2. While this is a contentious opinion, modeling problems that are inherently sequential flows as REST resources can seem contrived. The anti-pattern results in each step in the flow being a PUT on the same resource (sacrificing immutability), or each step artificially represented as an entirely new resource (sacrificing cohesion). In such cases, you’re better off modeling the API as procedural instructions as you would in a programming language. Eg OAuth flows are a good mix of procedural and REST.

3. Similar to the first point, a certain class of problems are most efficiently solved through bi directional streaming, since a request response paradigm may lead to inefficiencies. For such problems, gRPC and GraphQL are the most popular choices.

4. For APIs that are prone to Spam, there’s an incentive to add to security through obscurity. This happens in large tech companies more often than one might think, where the API can practically only be managed via a client that understands the obscure protocol. While not a true measure of security, anything that makes it sufficiently hard for a novice hacker to reverse engineer your API can dramatically save operational costs. REST may remove such desirable obscurity and not be well suited. 
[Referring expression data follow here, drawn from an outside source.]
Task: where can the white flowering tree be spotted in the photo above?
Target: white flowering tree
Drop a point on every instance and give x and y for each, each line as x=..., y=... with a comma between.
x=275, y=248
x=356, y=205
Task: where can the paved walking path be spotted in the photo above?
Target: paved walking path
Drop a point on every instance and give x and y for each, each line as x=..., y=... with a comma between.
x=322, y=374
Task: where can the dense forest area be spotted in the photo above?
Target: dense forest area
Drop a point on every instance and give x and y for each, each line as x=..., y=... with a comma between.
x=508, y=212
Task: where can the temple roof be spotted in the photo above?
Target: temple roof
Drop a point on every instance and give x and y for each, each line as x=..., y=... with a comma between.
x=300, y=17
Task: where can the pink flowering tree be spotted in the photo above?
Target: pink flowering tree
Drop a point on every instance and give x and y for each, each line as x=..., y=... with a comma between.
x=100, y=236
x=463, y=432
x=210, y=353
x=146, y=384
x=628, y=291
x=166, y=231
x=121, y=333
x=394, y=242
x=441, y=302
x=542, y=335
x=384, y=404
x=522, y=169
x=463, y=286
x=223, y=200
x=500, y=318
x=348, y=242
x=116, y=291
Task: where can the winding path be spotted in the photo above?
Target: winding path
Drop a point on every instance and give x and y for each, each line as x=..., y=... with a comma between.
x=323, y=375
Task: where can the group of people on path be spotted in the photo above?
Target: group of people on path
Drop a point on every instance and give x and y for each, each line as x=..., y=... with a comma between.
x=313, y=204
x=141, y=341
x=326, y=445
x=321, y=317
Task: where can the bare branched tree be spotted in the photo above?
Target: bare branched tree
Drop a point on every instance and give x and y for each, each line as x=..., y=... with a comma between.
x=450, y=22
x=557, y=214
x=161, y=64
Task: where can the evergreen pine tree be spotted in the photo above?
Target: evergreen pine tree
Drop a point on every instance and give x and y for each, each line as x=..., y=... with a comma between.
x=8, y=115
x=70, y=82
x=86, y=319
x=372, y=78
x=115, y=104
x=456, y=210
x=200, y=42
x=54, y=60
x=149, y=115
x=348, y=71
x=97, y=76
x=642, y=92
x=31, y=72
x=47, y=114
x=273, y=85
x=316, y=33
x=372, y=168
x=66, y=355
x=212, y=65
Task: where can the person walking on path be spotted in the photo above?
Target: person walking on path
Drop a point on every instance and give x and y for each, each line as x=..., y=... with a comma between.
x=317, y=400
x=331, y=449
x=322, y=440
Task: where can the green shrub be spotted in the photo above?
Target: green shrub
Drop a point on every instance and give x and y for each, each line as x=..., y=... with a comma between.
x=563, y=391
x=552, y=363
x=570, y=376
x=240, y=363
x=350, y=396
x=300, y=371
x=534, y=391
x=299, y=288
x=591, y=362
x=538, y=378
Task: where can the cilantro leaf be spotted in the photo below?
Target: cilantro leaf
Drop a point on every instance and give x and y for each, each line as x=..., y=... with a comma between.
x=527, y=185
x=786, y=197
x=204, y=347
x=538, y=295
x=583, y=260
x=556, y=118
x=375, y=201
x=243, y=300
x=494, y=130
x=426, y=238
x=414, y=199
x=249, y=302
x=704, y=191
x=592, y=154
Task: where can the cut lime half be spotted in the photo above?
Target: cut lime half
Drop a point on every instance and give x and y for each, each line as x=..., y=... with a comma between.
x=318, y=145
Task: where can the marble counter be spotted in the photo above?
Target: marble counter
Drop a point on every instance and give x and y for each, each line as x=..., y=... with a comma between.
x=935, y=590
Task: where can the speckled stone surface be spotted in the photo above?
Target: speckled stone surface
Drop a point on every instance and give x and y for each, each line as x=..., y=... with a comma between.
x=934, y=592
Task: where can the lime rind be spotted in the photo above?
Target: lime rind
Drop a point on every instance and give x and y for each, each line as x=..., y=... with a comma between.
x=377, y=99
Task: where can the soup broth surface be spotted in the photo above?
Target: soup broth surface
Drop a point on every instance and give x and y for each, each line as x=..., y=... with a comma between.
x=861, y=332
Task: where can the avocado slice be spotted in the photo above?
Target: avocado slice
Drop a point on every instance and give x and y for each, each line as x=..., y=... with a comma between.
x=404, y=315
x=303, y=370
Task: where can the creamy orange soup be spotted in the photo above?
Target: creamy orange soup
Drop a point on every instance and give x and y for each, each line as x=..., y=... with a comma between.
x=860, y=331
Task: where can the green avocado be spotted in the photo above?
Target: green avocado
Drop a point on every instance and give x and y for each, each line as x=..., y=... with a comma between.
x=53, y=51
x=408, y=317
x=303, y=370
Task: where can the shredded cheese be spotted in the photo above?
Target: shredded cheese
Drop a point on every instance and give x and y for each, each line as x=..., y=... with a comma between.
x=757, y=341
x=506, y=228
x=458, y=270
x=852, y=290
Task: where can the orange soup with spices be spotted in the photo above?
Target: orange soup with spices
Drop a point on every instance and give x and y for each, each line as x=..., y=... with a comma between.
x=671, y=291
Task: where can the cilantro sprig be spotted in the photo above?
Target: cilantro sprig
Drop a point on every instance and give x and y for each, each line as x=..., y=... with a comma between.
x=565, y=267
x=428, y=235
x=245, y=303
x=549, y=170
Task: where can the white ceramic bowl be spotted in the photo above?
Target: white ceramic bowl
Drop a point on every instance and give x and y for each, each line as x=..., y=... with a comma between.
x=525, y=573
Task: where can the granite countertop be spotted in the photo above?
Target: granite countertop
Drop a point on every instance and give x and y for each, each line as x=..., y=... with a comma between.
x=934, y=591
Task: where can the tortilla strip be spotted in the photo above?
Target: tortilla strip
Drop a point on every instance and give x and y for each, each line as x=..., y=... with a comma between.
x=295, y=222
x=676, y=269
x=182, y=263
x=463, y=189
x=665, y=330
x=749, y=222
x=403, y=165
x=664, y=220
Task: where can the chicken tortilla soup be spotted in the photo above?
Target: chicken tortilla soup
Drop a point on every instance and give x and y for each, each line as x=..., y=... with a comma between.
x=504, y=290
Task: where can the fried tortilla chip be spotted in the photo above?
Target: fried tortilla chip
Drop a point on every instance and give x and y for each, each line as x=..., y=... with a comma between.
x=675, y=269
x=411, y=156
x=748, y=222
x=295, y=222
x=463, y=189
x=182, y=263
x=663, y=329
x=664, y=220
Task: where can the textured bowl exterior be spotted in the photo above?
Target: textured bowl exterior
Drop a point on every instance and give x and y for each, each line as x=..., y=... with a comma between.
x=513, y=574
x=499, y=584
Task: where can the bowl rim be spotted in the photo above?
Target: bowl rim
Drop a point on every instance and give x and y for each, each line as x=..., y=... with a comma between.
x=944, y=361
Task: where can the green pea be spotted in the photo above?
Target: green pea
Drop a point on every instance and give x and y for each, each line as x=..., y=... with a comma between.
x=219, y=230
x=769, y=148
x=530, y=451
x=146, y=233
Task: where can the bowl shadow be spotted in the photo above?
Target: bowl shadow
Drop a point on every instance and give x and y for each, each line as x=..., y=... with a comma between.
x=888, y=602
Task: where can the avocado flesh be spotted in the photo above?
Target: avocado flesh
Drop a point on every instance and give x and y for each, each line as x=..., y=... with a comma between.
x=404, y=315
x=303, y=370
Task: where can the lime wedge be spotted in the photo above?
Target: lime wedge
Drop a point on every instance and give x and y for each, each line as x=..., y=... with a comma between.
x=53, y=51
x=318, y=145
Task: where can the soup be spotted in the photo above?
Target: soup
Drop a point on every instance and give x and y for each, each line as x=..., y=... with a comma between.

Ship with an accompanying wrapper SDK 

There’s a lot to consider when writing libraries that I’ll cover in a separate post. But here’s the gist.

1. APIs should be accompanied by wrapper SDK clients. This saves your customers migration costs and improves onboarding.

2. Modeling your APIs as restful resources will allow you to auto generate clients for a variety of programming languages. Auto generation can come in the way of API aesthetics, but is typically a reasonable place to start.

3. API interactions inevitably become stateful, requiring your customers to manage intermediate state on the clients. SDKs save them trouble by allowing you to manage the state for them, and allowing them to interact only with higher level APIs. 

Feature flagging may not be an option

One of the hardest parts of building general purpose software that goes into thousands of applications is the need to get it right early. The costs of a faulty launch are spread across your customer base. SaaS vendors typically resort to feature flagging to help them roll out these changes, and this can be really problematic for customers 

If your changes are an implementation detail that is absolutely invisible to a customer, it can be feature flagged. But this is very rarely the case.

1. APIs are a contract and customers design their applications around these contracts. If they’re unable to anticipate how the underlying behavior changes as a result of the vendor flagging their features, it leads to a poor developer experience.

2. While your APIs indicate a certain contract, customers interpret their own contract. Breaking even such implicit contracts leads to an undesirable experience. For example, you could document your API to be an asynchronous long-running operation and design your clients to receive a callback once the operation completes. There’s always going to be customers that notice that your API returns immediately and design their UI to (say) not include a spinner. As the SaaS provider, you’re then burdened with not introducing feature flags that may inadvertently increase request latency, just so that it does not break such implicit contracts.

Alternatives to feature flagging

1. Publish new features to an alpha channel, where customers can clearly anticipate that things can change unexpectedly.

2. Having a client wrapper SDK can help make a certain class of feature flags invisible to your customers, by managing rollbacks.

3. Build a roster of early access partners who are willing to help you roll out features. They’re your new best friends.

4. Versioned APIs and SDK wrappers can allow you to model your rollbacks as roll forwards. For example, if you want to turn a feature off, publish a new version of the API that does just that. While this is clearly a delayed slow roll back, it is an explicit contract with customers that can be managed better using build tools and IDEs that prompt them to upgrade their APIs.

There’s a lot more I’ll cover in separate posts, but these are the bare minimum considerations you should afford on day 0. Good luck!